Anthony McCarten, Autor aus Neuseeland
Im Sanitätshaus Kienzle, das schon zum traditionellen Veranstaltungsort wurde, fanden sich wie in den Vorjahren jetzt wieder zahlreiche Literaturfreunde ein.
Rikarde Riedesel und Otto Marburger (Vorsitzender der Kulturgemeinde) gestalteten die Begrüßung sehr spannend, zunächst ohne den Autor.
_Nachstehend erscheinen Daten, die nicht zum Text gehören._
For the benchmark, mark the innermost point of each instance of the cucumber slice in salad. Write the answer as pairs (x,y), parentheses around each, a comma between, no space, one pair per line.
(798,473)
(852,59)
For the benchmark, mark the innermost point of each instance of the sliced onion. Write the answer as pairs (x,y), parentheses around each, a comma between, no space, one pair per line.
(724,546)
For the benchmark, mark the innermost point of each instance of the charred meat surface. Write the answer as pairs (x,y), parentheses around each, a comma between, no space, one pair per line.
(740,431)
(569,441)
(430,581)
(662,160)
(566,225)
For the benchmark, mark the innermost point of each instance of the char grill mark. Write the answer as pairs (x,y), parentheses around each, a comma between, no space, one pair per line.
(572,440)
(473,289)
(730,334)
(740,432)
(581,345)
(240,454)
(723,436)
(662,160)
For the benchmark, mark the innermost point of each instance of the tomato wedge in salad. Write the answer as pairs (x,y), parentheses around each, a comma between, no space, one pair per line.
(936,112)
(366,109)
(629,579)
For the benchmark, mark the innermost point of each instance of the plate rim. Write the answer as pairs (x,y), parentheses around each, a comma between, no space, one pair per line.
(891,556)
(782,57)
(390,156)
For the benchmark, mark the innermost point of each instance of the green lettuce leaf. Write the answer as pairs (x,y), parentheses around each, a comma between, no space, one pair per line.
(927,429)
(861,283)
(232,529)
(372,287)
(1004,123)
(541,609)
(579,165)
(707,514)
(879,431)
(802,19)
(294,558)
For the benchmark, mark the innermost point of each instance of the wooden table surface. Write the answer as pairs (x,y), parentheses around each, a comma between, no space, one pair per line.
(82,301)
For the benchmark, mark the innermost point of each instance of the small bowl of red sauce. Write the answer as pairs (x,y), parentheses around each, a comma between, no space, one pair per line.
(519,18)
Der betrat aus den hinteren Geschäftsräumen den Verkaufsraum und wurde vom Publikum wie ein Star begrüßt, der er tatsächlich auch ist. Rikarde Riedesel stellte ihn als "global player" vor und wusste natürlich, dass sie nicht übertreibt.
Anthony McCarten hatte bereits mit 25 Jahren im Jahr 1987 mit seinem Theaterstück "Ladies' Night" seinen weltweiten Durchbruch. Neben der Tätigkeit als Drehbuchautor, Lyriker und Regisseur ist er auch mit fünf Romanen erfolgreich.
In Bad Berleburg stellte er sein neues Werk "Ganz normale Helden" vor. Das Buch liegt in deutscher Übersetzung vor, ist aber noch nicht in McCartens englischer Muttersprache erschienen. Somit ist die deutsche Leserschaft exklusiv am Start.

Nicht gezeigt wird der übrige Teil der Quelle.